Unexpectedly, it was later discovered that pericytes themselves also express Tie2, although in low levels, and that Tie2 activation in pericytes controls vessel maturation (Teichert et al., 2017).

A detailed balance among the aforementioned players is required for appropriate development of the vascular tree during embryogenesis and during adulthood processes that require blood vessel regeneration, such as wound healing and the female reproductive cycle (Gordon et al., 1995, female).

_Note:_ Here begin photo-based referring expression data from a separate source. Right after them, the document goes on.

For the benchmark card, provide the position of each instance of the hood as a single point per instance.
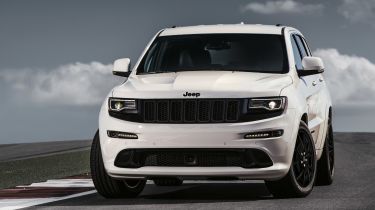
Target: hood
(209, 84)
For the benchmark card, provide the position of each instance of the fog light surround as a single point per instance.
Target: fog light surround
(264, 134)
(121, 135)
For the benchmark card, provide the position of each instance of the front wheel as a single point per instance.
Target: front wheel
(300, 178)
(106, 185)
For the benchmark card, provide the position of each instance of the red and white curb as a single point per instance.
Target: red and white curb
(45, 192)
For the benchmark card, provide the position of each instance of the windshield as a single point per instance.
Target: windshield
(217, 52)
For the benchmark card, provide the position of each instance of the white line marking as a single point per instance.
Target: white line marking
(63, 183)
(8, 204)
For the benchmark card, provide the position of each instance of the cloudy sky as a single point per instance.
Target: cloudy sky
(55, 56)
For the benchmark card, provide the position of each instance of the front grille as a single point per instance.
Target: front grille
(190, 111)
(193, 111)
(246, 158)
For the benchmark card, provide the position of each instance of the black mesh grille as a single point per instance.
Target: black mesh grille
(190, 111)
(246, 158)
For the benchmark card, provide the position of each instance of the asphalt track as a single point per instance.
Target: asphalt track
(353, 188)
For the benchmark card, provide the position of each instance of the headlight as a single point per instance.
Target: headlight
(270, 104)
(119, 105)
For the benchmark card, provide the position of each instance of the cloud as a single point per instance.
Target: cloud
(70, 84)
(349, 78)
(282, 7)
(358, 11)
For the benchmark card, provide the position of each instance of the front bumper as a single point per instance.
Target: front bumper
(223, 135)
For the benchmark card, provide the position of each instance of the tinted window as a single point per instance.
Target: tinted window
(307, 46)
(301, 46)
(231, 52)
(296, 53)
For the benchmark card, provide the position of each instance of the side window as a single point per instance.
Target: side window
(301, 46)
(296, 53)
(307, 46)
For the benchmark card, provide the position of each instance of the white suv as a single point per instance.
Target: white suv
(217, 102)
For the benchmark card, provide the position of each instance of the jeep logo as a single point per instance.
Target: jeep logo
(187, 94)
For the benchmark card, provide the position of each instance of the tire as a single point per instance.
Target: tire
(326, 163)
(299, 181)
(104, 184)
(168, 182)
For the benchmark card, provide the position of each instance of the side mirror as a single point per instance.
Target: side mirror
(311, 66)
(121, 67)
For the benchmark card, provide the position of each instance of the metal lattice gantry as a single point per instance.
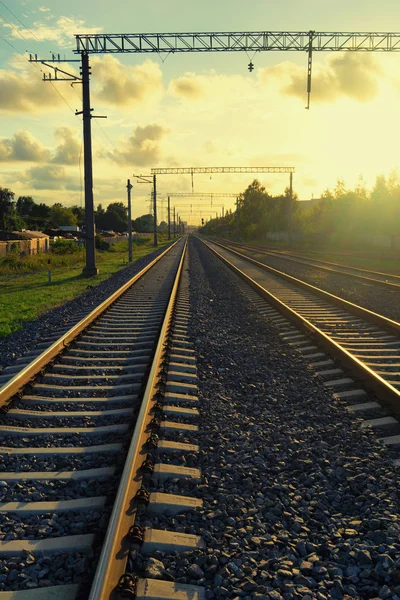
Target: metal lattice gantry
(170, 43)
(238, 41)
(200, 195)
(193, 170)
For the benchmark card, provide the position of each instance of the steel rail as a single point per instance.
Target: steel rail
(115, 551)
(15, 385)
(365, 313)
(297, 259)
(386, 392)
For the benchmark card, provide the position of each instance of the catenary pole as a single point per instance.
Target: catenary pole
(155, 208)
(237, 219)
(169, 217)
(129, 187)
(290, 224)
(90, 268)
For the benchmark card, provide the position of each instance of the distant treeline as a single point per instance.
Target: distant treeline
(341, 214)
(25, 213)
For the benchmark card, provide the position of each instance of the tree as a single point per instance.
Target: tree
(61, 216)
(143, 224)
(79, 212)
(115, 218)
(7, 208)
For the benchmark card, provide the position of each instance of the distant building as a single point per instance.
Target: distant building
(25, 242)
(310, 203)
(71, 228)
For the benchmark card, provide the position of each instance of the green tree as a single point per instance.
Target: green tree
(60, 215)
(114, 218)
(7, 208)
(143, 224)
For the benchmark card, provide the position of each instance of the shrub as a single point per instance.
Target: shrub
(64, 247)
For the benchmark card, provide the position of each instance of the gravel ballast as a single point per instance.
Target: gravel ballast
(374, 297)
(299, 501)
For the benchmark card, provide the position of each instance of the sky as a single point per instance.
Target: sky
(194, 110)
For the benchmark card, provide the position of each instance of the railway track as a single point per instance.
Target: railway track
(81, 426)
(388, 280)
(365, 344)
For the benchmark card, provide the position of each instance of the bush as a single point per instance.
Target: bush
(64, 247)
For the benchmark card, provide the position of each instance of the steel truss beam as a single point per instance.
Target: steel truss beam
(201, 195)
(192, 170)
(256, 41)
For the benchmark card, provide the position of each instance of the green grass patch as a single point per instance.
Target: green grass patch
(24, 289)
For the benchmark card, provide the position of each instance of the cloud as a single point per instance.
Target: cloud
(50, 177)
(22, 147)
(186, 87)
(123, 85)
(61, 31)
(26, 92)
(348, 75)
(69, 150)
(142, 148)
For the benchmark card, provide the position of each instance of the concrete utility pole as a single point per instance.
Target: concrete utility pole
(237, 219)
(155, 208)
(90, 268)
(290, 224)
(169, 217)
(129, 187)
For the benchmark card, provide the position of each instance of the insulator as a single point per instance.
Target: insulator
(152, 441)
(136, 534)
(143, 496)
(126, 586)
(147, 466)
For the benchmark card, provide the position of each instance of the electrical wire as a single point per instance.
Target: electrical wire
(111, 142)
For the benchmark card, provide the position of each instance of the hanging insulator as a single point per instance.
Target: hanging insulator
(147, 466)
(127, 586)
(152, 441)
(143, 496)
(136, 535)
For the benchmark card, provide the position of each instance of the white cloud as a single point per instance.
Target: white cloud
(142, 148)
(25, 92)
(350, 75)
(50, 177)
(119, 84)
(22, 147)
(69, 150)
(61, 31)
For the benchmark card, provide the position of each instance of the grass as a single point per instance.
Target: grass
(24, 289)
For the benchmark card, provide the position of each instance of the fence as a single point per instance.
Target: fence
(24, 247)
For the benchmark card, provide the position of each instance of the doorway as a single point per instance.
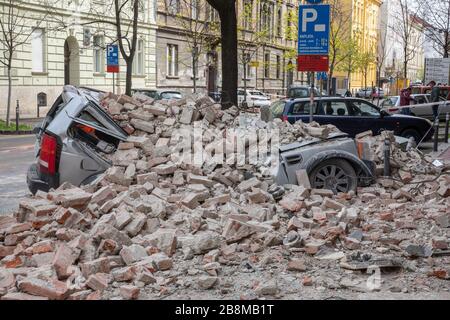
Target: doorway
(71, 62)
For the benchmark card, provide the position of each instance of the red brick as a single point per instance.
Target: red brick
(129, 292)
(21, 296)
(64, 258)
(52, 289)
(98, 281)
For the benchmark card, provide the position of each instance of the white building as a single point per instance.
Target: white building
(74, 54)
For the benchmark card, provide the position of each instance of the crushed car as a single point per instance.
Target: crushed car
(78, 136)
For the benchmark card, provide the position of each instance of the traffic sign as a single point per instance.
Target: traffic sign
(112, 58)
(312, 63)
(314, 29)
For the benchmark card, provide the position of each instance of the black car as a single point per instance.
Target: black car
(353, 116)
(160, 94)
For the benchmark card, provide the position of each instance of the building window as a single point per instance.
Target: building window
(38, 50)
(138, 64)
(267, 65)
(248, 67)
(248, 13)
(278, 67)
(211, 14)
(194, 9)
(279, 22)
(172, 60)
(98, 54)
(173, 6)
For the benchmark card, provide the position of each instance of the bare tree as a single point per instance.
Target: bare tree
(125, 21)
(351, 61)
(15, 31)
(382, 52)
(229, 41)
(436, 20)
(340, 36)
(407, 28)
(198, 27)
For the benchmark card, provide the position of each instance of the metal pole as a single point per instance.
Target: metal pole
(311, 116)
(387, 158)
(17, 116)
(447, 121)
(436, 134)
(114, 83)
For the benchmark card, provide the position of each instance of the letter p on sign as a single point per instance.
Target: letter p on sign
(309, 16)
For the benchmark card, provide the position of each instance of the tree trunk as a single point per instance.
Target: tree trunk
(194, 71)
(8, 103)
(229, 42)
(129, 77)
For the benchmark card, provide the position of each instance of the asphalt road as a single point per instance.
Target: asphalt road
(16, 155)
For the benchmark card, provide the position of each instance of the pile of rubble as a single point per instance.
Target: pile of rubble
(150, 228)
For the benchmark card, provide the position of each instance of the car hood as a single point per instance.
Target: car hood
(300, 144)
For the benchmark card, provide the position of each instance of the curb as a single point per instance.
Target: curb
(12, 133)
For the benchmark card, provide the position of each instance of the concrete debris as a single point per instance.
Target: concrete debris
(151, 226)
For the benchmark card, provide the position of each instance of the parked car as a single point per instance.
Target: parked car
(392, 105)
(444, 91)
(332, 164)
(369, 93)
(253, 98)
(353, 116)
(71, 141)
(298, 92)
(158, 94)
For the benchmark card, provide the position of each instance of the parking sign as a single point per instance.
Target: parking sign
(112, 58)
(314, 30)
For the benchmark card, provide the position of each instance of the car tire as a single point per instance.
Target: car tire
(408, 133)
(334, 174)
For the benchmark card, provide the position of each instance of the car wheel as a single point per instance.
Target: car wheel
(411, 133)
(334, 174)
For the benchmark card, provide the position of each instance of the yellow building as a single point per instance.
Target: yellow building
(364, 29)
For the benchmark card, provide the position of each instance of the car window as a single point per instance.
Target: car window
(299, 93)
(302, 108)
(171, 95)
(420, 99)
(364, 109)
(151, 94)
(277, 109)
(335, 108)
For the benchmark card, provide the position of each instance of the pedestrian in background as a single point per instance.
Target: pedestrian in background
(435, 92)
(405, 100)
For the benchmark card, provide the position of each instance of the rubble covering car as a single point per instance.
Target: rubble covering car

Figure 2. Pericyte-endothelial interactions.


Regulating capillary blood flow

Already in 1873 Rouget proposed that pericytes have contractile potential and possibly could mediate blood flow (Rouget, 1873). The contractility has been an ongoing debate (Hill et al., 2015) and is a highly investigated functional property of pericytes. The contractility varies between the type of pericyte and expression levels of alpha smooth muscle actin (αSMA, gene symbol: ACTA2), especially the ensheathing pericytes are accepted to possess contractile capabilities (Dessalles et al., 2021; Nehls and Drenckhahn, 1991).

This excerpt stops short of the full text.